Abstract: Research suggests that dietary derived compound ergothioether (ET) is an important nutrient in the human body, especially for maintaining normal brain function. Low levels of ET in the body can significantly increase the risk of neurodegenerative diseases (cognitive impairment, dementia, Parkinson's disease) and other age-related diseases (including weakness, cardiovascular disease, and eye disease). Therefore, restoring ET levels in the body can help alleviate these risks, which are rapidly increasing due to global population aging. Preventing neurodegenerative diseases is particularly important because when dementia is typically diagnosed, the damage to the brain is extensive and may be irreversible. ET and vitamin E in the diet may act in parallel or even synergistically to protect different parts of the brain; Both may be 'neuroprotective vitamins'. This article reviews the solid scientific foundation that supports these recommendations regarding the role of ET.
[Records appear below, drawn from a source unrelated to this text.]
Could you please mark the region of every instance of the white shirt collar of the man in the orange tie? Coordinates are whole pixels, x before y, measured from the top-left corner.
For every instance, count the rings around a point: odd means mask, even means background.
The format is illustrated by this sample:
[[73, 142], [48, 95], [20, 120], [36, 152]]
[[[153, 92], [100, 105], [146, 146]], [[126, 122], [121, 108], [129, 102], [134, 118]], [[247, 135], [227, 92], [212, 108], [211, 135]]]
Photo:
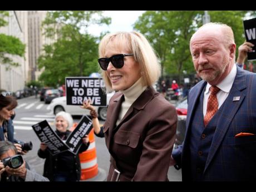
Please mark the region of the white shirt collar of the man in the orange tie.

Conclusion: Understanding the various mechanisms that lead to low ET levels will help identify strategies to improve these levels. The methods may include dietary changes, ET supplements, nutritional foods containing ET, OCTN1 activity enhancers, agents that alter the microbiome, and/or ergothionine enzyme inhibitors. Improving ET levels should reduce the incidence of neurodegenerative diseases, and perhaps other age-related diseases that are becoming a huge problem due to global aging. For a long time, the treatment of dementia has been limited, but recently there has been a surge in interest in clearing antibodies against amyloid beta protein (A β) deposits in the brain, hoping that this will prevent further damage caused by such deposits. The data shows that ET slows down the progression of cognitive impairment to a degree similar to A β clearance therapy, and is safe for human consumption and effective when taken orally. Its mechanism of action includes promoting neurogenesis, enhancing neuronal function, and promoting neuronal development. ET also has antioxidant and anti-inflammatory effects, creating a better environment for the proliferation of new neurons in the brain while preventing damage to existing neurons. Since ET can also prevent stroke, it can be inferred that it can also prevent brain swelling and bleeding caused by A - β clearance therapy. To evaluate this hypothesis, research should be conducted to test the possibility of synergistic effects between ET and Lecana Mab (as well as similar A - β clearance antibodies that may enter clinical use).

Reference:

HALLIWELL B, CHEAH L. Are age-related neurodegenerative diseases caused by a lack of the diet-derived compound ergothioneine? [J]. Free Radical Biology and Medicine, 2024, 217: 60-67.